Technical Service Delivery Manager Daniel Smart was placed in charge of ensuring all members of the team effectively deliver quality service across a single MPLS network of 36 sites with a total 20,000 users. Below we find out from Daniel how Securly and its software helped save the lives of students during COVID, and why for them having a supplier that is able to work with a variety of different school structures and stakeholders ensured a seamless roll out across the Trust.
Read below OR watch our main stage speaking slot interviewing Daniel at the SAAS Show - https://vimeo.com/540089440/f6840b47f2
Can you take us back to the beginning of the 2020 school year, particularly the initial hurdles you faced moving into a distance learning model?
So obviously we all got caught out with big, big changes and all of a sudden, a big shift. We were really lucky in some senses; we've made a huge shift to using cloud storage and things like Microsoft teams and as an organisation we saw massive benefits from those technologies.
But all of a sudden we had to adapt our web filtering completely - and at the time that was still hosted very traditionally on-site and hadn't changed or adapted in around five years. So that was a huge change for us, because everybody was at home with their own internet connection and not relying on being in school. We had to quickly adapt and look at how we look at that traffic and how we would filter it and keep on top of our responsibilities to keep our staff and students safe in an environment we'd never actually worked in at scale, at least for some time.
As a MAT you mentioned it was different for every school; did you try different approaches and roll out the most successful across all of your schools or did you have to adapt on a school-by-school basis?
We went to our market and met with the different suppliers, but also reached out to customers of theirs to find a real-life example of them working, because every school is different and understanding how they've seen it work in real life as opposed to just demos was important.
One of the things that we were really keen to do was to not interfere too much with the schools and what they were doing currently - there's enough going on with trialing a new internet filtering product, as well as getting used to working from home. So most of our focus was actually being able to see and speak to people that had actually used the product and not just salespeople who have access to them.
We then shortlisted people we wanted to work with and set up an initial trial so we could test it doing the job for real and arrange for our organisation to move across; with COVID coming along and the 'new norm' challenges, there wasn't a great amount of time to do this.
We had plenty of time in terms of the contract for our existing solution. This was coming to expire, which was quite useful, not being stuck in a huge contract with a provider that wasn't fit for purpose, but we obviously needed to change to something more suitable quickly to close that gap where students could potentially be at risk.
COVID highlighted a huge increase in those risks for students when it came to things like emotional wellbeing and isolation. Is this something that you found to be true throughout your schools?
Yes, unfortunately it was true - our trust has almost 20,000 students, so with a student base that large the likelihood of a student needing support from us is obviously quite high.
It took its toll on the strongest of people and for some students definitely they needed that extra help and weren't comfortable sharing that with parents etc.
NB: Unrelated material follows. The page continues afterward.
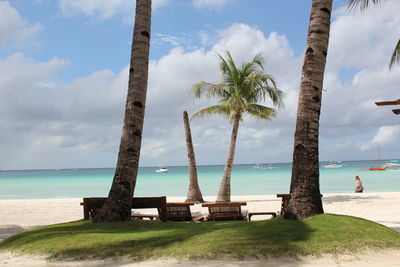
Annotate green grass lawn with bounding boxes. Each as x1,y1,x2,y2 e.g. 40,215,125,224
1,214,399,261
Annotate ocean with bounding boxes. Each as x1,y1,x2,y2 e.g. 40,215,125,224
0,160,399,199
I think everybody's in the same boat and actually being able to start that conversation was critical for us. So, yeah, definitely.
And finally, how did your DSLs find adapting to safeguarding digitally and remotely?
Having DSL teams for all 36 schools, they were able to process and create meaningful reports and able to see the specific information about the students in each case. This was a massive change from having absolutely no visibility. Before they would just receive an alert saying that the student could be at risk and then there would be an investigation process to follow.